Betty Tebbs (10 April 1918 – 23 January 2017) was an English activist for women's rights and a peace campaigner. She was described by the People's History Museum in Manchester as "a radical hero who worked tirelessly and with great humility to campaign for equal rights, workers' rights and peace her whole life".
Tebbs was the youngest child of a joiner and a maid.[1] She was born in Bury, Lancashire, on 10 April 1918[2] and the rheumatic fever suffered during her childhood meant that she had a patchy education.[1] She was married to Ernest Whewell until 1944, when he died during active service in the Second World War.[1]
Tebbs, who lived latterly in Prestwich, married for a second time in 1947. Her second husband, Leonard Tebbs, a former soldier and university lecturer who died in 1979, aged 61, had encouraged her in campaigning for peace and also to further her education at college when in her 50s. The couple had met in 1945 and had a son, Glyn. She also had a daughter, Patricia, from her first marriage.[1] Encouragement from her grandchildren led to publication of an autobiography titled A Time to Remember in 2007.
Tebbs became involved in activism around the age of 14 when she realised that a boy with whom she worked at the East Lancashire Paper Mill (ELPM) was earning two shillings per week more than she was for doing the same job. Tebbs was a lifelong member of a trades union – initially, the National Union of Printing, Bookbinding and Paper Workers[3] – from the time that she discovered the pay discrepancy at ELPM. She was involved in union activities there for 17 years until the death of Whewell in 1944.[4] In 1968 she played a role in the Society of Graphical and Allied Trades adopting a motion that the National Economic Council establish a women's advisory committee, that would advise the council on issues affecting women workers. Tebbs had stated that the trade union movement had not been sufficiently successful in addressing women's issues.[5]
After Whewell's death, she was dismayed with the unfairness of a tax and allowance system that she thought penalised war widows.[6] At a union conference in 1960 she advocated for the withdrawal of U.S. troops from their bases in Britain. She also became prominent in peace activism and joined the Campaign for Nuclear Disarmament when it began in 1958. She became chair of the National Assembly of Women in 1978, having joined it in 1952,[1] and met with world leaders in her attempts to bring about nuclear disarmament. Tebbs was banned from entering the United States due to her activism, and her protests against the Trident nuclear programme at Faslane led to her arrest at the age of 89.[7] [8]
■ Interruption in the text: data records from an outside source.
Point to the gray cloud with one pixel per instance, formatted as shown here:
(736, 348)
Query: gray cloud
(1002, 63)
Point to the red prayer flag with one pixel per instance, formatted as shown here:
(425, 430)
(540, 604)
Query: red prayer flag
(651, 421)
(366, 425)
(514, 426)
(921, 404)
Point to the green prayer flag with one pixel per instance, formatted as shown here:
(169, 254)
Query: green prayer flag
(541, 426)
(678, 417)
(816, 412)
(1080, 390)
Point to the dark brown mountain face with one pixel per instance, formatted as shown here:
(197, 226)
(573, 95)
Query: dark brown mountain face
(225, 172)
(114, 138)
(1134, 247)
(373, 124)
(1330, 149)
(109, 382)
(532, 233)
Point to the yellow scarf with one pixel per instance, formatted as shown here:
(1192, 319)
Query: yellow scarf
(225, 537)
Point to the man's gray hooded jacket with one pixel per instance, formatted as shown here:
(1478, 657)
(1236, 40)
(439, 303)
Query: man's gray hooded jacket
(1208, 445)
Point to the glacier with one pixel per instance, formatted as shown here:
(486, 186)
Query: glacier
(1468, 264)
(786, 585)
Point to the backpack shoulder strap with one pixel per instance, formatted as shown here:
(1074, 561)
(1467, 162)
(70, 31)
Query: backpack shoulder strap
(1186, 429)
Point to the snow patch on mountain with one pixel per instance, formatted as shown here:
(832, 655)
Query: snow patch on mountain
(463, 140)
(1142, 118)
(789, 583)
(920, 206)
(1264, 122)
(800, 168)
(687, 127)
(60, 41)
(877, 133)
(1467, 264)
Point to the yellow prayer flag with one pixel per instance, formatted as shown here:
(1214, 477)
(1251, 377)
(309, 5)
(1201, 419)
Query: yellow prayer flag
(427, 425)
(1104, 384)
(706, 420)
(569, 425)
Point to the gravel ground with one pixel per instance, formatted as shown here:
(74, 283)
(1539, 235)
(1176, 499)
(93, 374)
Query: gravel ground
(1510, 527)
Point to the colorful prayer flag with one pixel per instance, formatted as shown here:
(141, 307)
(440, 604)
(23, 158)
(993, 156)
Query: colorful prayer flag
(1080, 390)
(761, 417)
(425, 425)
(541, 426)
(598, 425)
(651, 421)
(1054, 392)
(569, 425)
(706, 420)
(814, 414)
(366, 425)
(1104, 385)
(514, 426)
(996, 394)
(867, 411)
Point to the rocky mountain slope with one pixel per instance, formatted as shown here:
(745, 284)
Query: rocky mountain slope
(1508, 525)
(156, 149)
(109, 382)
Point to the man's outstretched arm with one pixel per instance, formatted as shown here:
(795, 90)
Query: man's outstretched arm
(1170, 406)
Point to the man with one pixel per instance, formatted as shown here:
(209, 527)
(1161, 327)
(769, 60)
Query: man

Tebbs also continued working for women's rights as a member of trade unions,[9] and led a successful strike for equal pay at ELPM in the early 1950s.[2] [7] She persuaded a number of women to join her union at the mill she worked at after leaving ELPM, and herself moved up the union hierarchy, representing it as district representative, district committee member, and as women's representative for the northwestern region.[9] She attended union conferences in Scarborough in 1958 and 1960, and attended the International Women's Conference in Switzerland on behalf of the union.[9] She also worked on campaigns for equality at numerous other industrial sites[1] and established a refuge at Warrington for women who had suffered from domestic violence.[10]
In 1963 she was elected to the Radcliffe Municipal Borough Council against stiff opposition,[9] running as a Labour Party candidate.[3] For some time she was the sole woman on the council.[3] Tebbs had left the Communist Party of Great Britain (CPGB) in protest against the Hungarian Revolution of 1956. She later left Labour to rejoin the CPGB, and then the New Communist Party.[3] Later still, she returned to the Labour Party fold to vote for Jeremy Corbyn in the 2015 party leadership election.[1]
Tebbs was interviewed at the People's History Museum (PHM) by actor and activist Maxine Peake in June 2016.[8] Shortly before her death on 23 January 2017 at the age of 98, she was recognised with the PHM's Radical Hero Award, which described her as "a radical hero who worked tirelessly and with great humility to campaign for equal rights, workers' rights and peace her whole life."[2] In 2010, she had been given an award named after Elizabeth Gaskell by Manchester City Council.[7] A fellow activist stated that Tebbs' work had provided the foundation for legislation protecting all women.